# Class 1 Group Exercise: Analyzing the Effects of Vitamin C on Tooth Growth

## Background
The `ToothGrowth` dataset contains results from an experiment studying the effect of vitamin C on tooth growth in guinea pigs. Each animal received one of three dose levels of vitamin C (0.5, 1, or 2 mg/day) by one of two delivery methods: orange juice (OJ) or ascorbic acid (VC).

## Your Task
Working in groups, perform a comprehensive statistical analysis to answer: **Does delivery method affect tooth growth, and what sample size would we need for a follow-up study?**

This exercise combines skills from:
- Data manipulation and visualization (GettingStarted)
- Hypothesis testing (HypothesisTesting)
- Correlation analysis (Correlation)
- Power analysis (PowerAnalysis)

## Part 1: Data Exploration (15 minutes)

1. Load the `ToothGrowth` dataset and examine its structure
2. Calculate summary statistics (mean, sd) for tooth length by supplement type AND dose
3. Create a boxplot showing tooth length by supplement type, faceted by dose
4. Create a scatter plot of dose vs length, colored by supplement type

In [None]:
library(ggplot2)
library(dplyr)

# Load data
data("ToothGrowth")
head(ToothGrowth)

# Your code here: Summary statistics by group


# Your code here: Boxplot


# Your code here: Scatter plot

## Part 2: Normality Assessment (10 minutes)
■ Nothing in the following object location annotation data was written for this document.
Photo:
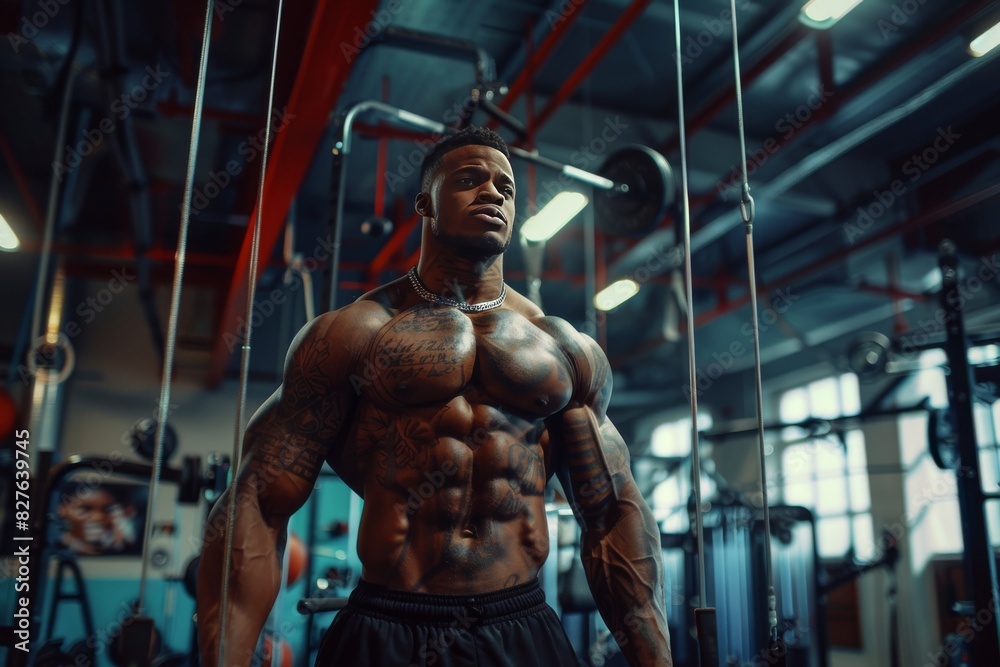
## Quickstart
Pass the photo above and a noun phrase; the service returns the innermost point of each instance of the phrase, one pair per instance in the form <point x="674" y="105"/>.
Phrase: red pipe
<point x="584" y="69"/>
<point x="321" y="75"/>
<point x="391" y="248"/>
<point x="721" y="101"/>
<point x="537" y="59"/>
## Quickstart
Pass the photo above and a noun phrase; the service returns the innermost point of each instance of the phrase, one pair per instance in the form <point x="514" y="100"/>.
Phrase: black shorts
<point x="398" y="629"/>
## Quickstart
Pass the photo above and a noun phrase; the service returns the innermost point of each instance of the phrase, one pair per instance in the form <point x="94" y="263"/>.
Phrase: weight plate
<point x="650" y="184"/>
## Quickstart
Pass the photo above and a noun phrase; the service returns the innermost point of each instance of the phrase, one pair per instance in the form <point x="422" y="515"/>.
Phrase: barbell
<point x="632" y="189"/>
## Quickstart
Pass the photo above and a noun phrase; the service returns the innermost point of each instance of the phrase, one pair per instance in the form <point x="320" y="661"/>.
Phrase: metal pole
<point x="980" y="568"/>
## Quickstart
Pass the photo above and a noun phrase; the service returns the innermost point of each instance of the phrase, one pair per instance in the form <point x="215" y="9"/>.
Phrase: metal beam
<point x="538" y="57"/>
<point x="865" y="82"/>
<point x="323" y="70"/>
<point x="936" y="215"/>
<point x="601" y="49"/>
<point x="804" y="167"/>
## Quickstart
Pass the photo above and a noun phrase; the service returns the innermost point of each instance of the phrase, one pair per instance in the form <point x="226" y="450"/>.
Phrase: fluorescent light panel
<point x="8" y="239"/>
<point x="986" y="42"/>
<point x="543" y="225"/>
<point x="822" y="14"/>
<point x="616" y="294"/>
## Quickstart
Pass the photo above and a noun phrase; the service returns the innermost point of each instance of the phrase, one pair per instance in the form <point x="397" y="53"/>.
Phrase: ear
<point x="422" y="205"/>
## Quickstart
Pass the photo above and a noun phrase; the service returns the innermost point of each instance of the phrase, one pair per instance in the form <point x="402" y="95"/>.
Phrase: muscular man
<point x="446" y="400"/>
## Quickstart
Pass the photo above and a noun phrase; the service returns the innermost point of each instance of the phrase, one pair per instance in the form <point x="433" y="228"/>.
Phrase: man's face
<point x="471" y="202"/>
<point x="91" y="515"/>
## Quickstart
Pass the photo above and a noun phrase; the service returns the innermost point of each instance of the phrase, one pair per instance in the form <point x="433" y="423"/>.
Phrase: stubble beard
<point x="476" y="247"/>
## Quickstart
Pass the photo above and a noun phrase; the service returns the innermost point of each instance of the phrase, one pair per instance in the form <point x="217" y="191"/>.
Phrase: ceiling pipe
<point x="540" y="55"/>
<point x="426" y="42"/>
<point x="608" y="40"/>
<point x="112" y="57"/>
<point x="321" y="75"/>
<point x="805" y="167"/>
<point x="936" y="215"/>
<point x="865" y="82"/>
Before performing t-tests, we need to check if our data is approximately normally distributed.

1. Create histograms of tooth length for each supplement type
2. Create Q-Q plots for each supplement type
3. Perform Shapiro-Wilk tests for normality on each group
4. Based on your findings, is it appropriate to use a t-test?

In [None]:
# Separate data by supplement type
oj_data <- ToothGrowth[ToothGrowth$supp == "OJ", "len"]
vc_data <- ToothGrowth[ToothGrowth$supp == "VC", "len"]

# Your code here: Histograms


# Your code here: Q-Q plots


# Your code here: Shapiro-Wilk tests


## Part 3: Hypothesis Testing (15 minutes)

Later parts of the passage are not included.